Dessa forma, no final da década de 1970 e no início da década de 1980 constata-se não só a ineficácia da atuação estatal nas políticas públicas de provisão habitacional destinada à população de baixa renda, como também a retração de sua capacidade produtiva em um cenário de “esgotamento do modelo técnico-industrial gerado pelo processo substitutivo de importações” (KOWARICK, 1994, p.57).
As consequências dessa crise tiveram impacto direto nas camadas populares: ao longo da “década de 80, coube à classe trabalhadora o ônus do ajuste estrutural, tendo como cenário privilegiado a Metrópole Paulista” (KOWARICK, 1994, p. 59). Tome-se como exemplos a
contenção salarial, a extensão da jornada de trabalho ou simplesmente o número crescente de desempregados sem qualquer tipo de assistência estatal.
Dessa maneira, cristaliza-se no início da década de 1980 a retração de políticas sociais relacionadas à provisão habitacional, ao mesmo tempo em que se dá a consolidação da autoconstrução como prática comum das camadas de baixa renda. Por conseguinte, somado ao processo de expansão da autoconstrução, segundo Maricato (1976), tem-se o processo de abstenção do poder público frente ao déficit habitacional.
A renúncia estatal se evidencia como ato consciente, uma vez que “as condições habitacionais resultantes desse modo de produção, de casa e espaço urbano, são bastante conhecidas e fartamente reconhecidas pelos relatórios técnicos oficiais (isto é, dos órgãos do governo)” (MARICATO, 1976, p.91). Os levantamentos da época indicam que 50% das casas do município de São Paulo, onde a renda média é mais baixa, foram realizadas pela autoconstrução (EMPLASA apud MARICATO, 1976).
A conjuntura do final da década de 1970 – refletida na atuação do Estado frente à crise do regime militar e na retração de políticas públicas – resultou na formação de um cenário extremamente combativo, com a emergência de vários movimentos sociais. A repressão policial e o modus operandi da política de Estado revelou a dificuldade de se buscar alternativas que prezariam pelo reconhecimento da legitimidade dos atores individuas e coletivos presentes nesses cenários periféricos e ambientes de vulnerabilidade social (FELTRAN, 2005).

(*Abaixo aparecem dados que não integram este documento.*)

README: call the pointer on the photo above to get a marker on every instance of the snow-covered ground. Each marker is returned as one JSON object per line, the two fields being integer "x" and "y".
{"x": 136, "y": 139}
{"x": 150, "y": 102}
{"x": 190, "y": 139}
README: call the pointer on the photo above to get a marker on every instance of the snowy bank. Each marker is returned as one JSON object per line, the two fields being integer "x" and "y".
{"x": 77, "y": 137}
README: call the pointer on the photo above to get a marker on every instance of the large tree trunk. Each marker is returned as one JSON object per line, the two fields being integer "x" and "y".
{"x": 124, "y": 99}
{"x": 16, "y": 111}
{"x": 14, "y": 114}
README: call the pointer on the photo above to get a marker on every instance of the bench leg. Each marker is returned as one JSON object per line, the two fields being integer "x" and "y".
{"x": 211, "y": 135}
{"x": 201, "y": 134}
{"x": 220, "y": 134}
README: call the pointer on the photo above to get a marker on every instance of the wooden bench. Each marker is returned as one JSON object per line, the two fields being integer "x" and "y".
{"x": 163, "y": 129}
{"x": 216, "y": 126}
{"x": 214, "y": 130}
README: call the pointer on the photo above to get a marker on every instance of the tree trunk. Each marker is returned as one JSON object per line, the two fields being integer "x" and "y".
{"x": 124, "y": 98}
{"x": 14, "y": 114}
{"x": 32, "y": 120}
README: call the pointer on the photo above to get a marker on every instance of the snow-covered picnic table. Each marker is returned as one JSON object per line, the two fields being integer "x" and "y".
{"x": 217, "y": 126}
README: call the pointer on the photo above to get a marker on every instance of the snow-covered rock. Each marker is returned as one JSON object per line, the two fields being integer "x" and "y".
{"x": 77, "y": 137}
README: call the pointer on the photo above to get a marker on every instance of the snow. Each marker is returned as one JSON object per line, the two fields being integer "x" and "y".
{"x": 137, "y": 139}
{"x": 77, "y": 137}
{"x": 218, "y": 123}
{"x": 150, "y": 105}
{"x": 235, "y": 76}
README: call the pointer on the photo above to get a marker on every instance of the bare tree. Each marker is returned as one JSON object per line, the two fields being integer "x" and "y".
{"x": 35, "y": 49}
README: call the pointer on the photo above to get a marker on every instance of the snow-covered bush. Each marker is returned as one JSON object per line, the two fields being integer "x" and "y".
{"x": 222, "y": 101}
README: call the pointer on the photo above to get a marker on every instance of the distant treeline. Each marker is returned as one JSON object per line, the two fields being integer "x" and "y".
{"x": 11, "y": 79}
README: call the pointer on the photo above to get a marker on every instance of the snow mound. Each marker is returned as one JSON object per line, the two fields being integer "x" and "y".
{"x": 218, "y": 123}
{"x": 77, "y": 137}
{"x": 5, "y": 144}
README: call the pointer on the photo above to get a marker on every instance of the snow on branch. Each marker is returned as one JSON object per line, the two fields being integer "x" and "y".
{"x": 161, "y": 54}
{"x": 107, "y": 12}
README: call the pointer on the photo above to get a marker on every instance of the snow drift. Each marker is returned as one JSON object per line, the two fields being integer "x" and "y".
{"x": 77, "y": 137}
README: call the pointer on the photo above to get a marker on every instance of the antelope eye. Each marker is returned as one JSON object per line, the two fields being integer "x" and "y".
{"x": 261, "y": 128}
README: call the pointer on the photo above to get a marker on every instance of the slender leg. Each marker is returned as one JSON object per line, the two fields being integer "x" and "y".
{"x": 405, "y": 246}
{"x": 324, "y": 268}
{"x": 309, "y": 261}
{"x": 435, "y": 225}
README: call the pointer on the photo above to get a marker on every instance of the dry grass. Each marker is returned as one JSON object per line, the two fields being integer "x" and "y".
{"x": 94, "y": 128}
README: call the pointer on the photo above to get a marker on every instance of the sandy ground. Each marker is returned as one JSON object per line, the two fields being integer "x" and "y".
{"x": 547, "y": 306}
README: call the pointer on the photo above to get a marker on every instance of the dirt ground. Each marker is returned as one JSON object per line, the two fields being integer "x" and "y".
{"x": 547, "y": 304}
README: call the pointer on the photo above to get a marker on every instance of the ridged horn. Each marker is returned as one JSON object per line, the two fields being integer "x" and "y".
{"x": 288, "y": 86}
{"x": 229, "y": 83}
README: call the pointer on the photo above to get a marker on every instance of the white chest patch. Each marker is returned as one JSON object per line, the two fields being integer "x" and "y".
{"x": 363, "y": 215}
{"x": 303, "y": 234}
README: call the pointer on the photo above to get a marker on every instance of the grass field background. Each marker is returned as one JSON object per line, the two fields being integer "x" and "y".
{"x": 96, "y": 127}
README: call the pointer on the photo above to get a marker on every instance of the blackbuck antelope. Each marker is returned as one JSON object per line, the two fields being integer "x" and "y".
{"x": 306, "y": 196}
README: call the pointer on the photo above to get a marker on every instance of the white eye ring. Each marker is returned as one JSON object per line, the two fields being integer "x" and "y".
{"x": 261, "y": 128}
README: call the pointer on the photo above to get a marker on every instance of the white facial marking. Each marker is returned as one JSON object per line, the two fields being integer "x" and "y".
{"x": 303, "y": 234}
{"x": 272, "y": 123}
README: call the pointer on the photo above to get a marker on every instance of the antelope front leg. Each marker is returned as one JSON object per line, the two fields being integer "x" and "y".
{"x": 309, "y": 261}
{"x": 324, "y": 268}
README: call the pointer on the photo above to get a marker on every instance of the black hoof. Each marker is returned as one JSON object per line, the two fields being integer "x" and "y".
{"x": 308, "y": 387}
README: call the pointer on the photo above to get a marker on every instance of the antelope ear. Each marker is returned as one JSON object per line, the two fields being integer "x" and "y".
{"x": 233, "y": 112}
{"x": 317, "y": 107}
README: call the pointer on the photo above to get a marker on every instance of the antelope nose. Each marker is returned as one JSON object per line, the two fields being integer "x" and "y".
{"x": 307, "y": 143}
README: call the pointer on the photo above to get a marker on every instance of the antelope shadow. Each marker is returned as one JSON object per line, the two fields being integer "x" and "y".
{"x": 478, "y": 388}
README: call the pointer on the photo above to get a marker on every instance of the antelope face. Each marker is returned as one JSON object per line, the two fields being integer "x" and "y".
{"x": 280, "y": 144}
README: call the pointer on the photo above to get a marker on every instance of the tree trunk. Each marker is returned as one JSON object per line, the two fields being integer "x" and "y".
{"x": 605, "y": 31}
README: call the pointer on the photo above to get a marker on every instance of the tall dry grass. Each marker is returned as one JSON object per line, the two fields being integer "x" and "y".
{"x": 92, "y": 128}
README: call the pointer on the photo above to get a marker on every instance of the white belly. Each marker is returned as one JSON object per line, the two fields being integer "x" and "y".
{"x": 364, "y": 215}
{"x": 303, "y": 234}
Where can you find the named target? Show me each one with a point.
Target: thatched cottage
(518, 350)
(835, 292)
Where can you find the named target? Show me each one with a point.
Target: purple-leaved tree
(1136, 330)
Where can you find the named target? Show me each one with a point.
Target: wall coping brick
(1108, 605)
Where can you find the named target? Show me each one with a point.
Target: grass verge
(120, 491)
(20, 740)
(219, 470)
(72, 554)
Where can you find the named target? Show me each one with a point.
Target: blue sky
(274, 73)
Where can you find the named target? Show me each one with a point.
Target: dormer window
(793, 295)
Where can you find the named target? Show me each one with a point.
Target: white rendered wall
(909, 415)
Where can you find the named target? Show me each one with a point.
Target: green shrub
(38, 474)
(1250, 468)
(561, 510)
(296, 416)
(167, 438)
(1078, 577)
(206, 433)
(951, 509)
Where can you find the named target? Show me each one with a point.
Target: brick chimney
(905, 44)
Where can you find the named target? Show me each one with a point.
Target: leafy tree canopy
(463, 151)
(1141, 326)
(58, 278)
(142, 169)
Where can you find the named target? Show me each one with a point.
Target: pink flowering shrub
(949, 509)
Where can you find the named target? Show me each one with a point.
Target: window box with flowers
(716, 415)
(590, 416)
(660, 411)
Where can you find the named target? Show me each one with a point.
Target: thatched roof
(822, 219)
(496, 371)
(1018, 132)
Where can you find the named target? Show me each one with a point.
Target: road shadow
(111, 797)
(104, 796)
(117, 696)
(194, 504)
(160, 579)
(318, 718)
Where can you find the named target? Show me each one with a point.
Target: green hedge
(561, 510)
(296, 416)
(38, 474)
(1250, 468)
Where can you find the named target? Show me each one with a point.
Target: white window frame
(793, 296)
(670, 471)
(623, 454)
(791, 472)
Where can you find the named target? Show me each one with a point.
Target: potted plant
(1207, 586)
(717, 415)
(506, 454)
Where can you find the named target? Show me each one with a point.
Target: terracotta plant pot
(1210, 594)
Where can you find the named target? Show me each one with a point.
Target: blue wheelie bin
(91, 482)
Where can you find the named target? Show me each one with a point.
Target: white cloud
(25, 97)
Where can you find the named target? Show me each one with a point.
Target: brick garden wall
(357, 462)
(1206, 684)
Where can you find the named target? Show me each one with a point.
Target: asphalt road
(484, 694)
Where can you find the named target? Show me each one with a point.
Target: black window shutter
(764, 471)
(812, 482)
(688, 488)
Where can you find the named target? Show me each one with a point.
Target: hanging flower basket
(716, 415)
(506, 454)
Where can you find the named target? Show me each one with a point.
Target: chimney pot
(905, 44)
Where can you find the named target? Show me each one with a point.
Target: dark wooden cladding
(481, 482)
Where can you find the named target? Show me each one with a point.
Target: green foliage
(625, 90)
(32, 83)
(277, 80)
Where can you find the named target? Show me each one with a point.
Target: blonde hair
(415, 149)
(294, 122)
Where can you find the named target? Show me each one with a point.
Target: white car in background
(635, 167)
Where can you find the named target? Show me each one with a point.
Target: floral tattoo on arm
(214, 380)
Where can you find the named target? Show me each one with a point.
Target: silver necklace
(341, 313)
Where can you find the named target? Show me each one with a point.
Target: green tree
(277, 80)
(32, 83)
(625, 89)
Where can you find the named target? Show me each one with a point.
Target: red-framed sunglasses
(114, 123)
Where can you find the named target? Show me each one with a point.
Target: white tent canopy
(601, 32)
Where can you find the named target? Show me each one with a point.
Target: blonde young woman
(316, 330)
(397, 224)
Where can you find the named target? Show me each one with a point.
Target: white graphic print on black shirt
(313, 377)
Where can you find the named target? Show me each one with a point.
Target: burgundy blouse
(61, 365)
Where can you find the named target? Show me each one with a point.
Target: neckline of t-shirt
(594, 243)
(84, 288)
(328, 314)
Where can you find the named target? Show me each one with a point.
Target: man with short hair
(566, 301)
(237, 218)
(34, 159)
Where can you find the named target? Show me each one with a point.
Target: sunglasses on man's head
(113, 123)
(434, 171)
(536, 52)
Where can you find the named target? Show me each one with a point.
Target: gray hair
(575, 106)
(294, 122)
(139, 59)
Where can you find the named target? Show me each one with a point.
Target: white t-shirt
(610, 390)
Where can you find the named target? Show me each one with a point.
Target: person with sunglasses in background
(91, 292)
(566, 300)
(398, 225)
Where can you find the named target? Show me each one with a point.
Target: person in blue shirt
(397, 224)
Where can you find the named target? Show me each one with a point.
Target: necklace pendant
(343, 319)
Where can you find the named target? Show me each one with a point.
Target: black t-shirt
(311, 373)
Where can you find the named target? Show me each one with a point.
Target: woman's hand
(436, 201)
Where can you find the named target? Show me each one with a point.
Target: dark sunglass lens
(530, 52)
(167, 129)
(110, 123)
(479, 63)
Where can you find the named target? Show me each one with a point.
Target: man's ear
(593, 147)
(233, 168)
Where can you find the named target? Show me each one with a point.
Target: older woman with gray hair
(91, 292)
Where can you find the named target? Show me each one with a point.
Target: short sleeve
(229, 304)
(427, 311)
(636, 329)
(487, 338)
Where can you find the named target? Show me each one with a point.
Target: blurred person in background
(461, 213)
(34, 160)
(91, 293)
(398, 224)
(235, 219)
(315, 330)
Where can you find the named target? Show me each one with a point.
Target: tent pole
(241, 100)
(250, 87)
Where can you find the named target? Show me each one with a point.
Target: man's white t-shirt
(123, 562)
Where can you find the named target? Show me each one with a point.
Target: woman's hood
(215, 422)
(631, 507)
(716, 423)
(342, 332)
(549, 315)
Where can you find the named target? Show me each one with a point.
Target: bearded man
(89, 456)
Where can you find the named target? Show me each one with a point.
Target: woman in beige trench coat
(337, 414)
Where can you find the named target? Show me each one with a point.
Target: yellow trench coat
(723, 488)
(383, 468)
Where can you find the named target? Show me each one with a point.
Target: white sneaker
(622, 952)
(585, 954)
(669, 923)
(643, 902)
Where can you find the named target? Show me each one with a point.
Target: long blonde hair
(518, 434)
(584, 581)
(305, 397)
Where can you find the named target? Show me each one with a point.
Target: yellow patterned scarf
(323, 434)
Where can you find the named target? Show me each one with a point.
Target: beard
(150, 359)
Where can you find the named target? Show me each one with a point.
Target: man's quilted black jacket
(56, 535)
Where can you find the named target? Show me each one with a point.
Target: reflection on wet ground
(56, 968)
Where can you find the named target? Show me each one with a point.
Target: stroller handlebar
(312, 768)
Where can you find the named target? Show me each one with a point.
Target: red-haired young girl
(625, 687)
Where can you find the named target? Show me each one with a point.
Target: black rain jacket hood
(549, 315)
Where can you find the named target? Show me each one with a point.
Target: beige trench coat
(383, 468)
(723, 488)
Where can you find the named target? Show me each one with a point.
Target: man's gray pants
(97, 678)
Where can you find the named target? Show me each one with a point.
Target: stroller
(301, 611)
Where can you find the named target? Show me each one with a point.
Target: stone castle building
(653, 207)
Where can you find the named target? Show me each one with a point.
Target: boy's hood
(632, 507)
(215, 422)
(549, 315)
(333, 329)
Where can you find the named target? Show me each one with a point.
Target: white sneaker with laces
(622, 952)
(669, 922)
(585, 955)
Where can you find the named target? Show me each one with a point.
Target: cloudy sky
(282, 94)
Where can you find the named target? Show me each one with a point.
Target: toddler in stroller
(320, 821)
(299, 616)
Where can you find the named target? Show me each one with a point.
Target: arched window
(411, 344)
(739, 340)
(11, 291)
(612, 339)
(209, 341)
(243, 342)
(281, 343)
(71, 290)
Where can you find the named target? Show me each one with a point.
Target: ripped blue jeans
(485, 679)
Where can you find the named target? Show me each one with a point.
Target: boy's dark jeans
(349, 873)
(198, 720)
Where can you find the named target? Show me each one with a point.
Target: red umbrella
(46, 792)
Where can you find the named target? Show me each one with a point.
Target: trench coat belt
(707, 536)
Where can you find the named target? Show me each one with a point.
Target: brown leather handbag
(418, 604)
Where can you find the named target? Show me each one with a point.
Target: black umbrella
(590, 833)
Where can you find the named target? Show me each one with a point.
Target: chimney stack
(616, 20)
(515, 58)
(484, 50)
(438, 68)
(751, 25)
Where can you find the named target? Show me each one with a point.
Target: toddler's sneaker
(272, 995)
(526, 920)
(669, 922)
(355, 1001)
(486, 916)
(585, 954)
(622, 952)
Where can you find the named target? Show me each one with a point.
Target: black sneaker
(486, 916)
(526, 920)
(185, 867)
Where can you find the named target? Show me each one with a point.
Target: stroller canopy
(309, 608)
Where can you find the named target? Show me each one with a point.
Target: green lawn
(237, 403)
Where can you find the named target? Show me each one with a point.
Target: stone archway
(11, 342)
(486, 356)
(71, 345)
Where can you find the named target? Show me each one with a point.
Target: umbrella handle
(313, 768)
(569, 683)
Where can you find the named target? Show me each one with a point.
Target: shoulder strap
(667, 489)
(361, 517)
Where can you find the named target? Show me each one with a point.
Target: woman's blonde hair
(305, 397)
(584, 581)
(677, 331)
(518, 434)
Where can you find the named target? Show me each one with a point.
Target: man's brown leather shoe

Sendo assim, com o “fim do BNH em 1986 e a desestruturação posterior da política habitacional em nível nacional, novas perspectivas puderam se abrir para repensar a habitação social, apesar de sensível redução de recursos ” (BONDUKI, 2004, p.319). Dessa forma, a partir do crescente desgaste dos programas habitacionais tradicionais destinados à habitação popular, “surgem as propostas alternativas onde se articulam o povo – lideranças populares, técnicos assessores dos movimentos, técnicos estatais, políticos e administradores públicos” (GOHN, 1991, p.165).
Em suma, o fim do regime autoritário também assinala o colapso daquela forma centralizadora e ineficaz de se implantar políticas de desenvolvimento urbano e de habitação social, cujo principal ícone institucional havia sido o BNH em seus 26 anos de existência (1964- 1986). A escassez de moradia, a crise econômica com grandes impactos sociais, a periferização, a segregação socioespacial, o ambiente político da redemocratização e a emergência de movimentos sociais (com destaque para o Movimento Nacional pela Reforma Urbana) pressionavam ainda mais o Estado a oferecer soluções para as crises urbana e habitacional.